Retired U.S. Generals : Protect The Renewable Fuel Standard

The Gazette

July 22, 2015

By Erin Murhpy

DES MOINES — Using corn-infused gasoline helps strengthen the country’s national security, a trio of retired U.S. generals said Wednesday.

Gen. Wesley Clark, Maj. Gen. Paul Eaton and Brig. Gen. Steven Anderson spoke to reporters Wednesday in Des Moines to express their support for the Renewable Fuel Standard, a federal mandate that the nation’s fuel supply contain a certain percentage of corn-based ethanol.

The generals appeared on behalf of, a national advocacy group for veterans issues.

Clark said the nation must do what it can to reduce its dependency on foreign oil.

“For that, there’s nothing better than the Renewable Fuel Standard. It is the smartest, best energy strategy that America has ever devised,” said Clark, a four-star U.S. Army general and NATO Supreme Allied Commander who ran for president as a Democrat in 2004. “It was passed under the administration of President George W. Bush. It had bipartisan support in the United States Congress. And now the implementation, the follow-through is being questioned. By who? By people whose economic interests want us to remain addicted to importing foreign oil.”

The federal Environmental Protection Agency may reduce the amount of ethanol required in the nation’s fuel supply.

That would be a mistake with national security implications, the three generals said Wednesday. They encouraged Iowans to express to the federal government their support for the standard and to press presidential candidates visiting the first-in-the-nation caucus state to do the same.

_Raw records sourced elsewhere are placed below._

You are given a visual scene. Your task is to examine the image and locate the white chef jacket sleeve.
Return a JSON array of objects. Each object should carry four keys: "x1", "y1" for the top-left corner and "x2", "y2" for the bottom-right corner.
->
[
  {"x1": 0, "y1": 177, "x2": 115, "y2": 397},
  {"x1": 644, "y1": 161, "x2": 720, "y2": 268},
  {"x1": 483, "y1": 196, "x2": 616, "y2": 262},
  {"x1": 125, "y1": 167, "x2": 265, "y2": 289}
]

“Unfettered access to energy is a vital national interest, regardless of the country,” said Eaton, a U.S. Army general who trained Iraqi troops during the war in Iraq.

The less the U.S. relies on foreign oil, the less the country will have to involve itself in foreign entanglements involving oil-rich countries, the generals said.

“My experiences in Iraq have taught me that our addiction to oil is putting our soldiers, sailors, airmen, Marines at tremendous risk overseas,” said Anderson, who served for 31 years in the U.S. Army. “While I was a senior logistics officer working for (Gen. David) Petraeus in 2006 and 2007, I was bringing upwards of 400 fuel trucks a day to sustain our oil addiction, because we didn’t have any other systems other than carbon-based systems. Everything ran off of oil. Everything ran off the generators. Everything was carbon-based.”

Anderson said that reliance on oil put “incredible pressure” on the U.S. military in combat zones and put American troops at risk. He said approximately 1,200 American troops died moving fuel in Iraq and Afghanistan.

Opponents of the fuel standard argue the federal government mandate intrudes upon the free market.

“Unfortunately, most of my Republican counterparts don’t understand that it’s not about getting cheaper oil or other sources of oil, it’s about weaning the addiction to oil,” Anderson said.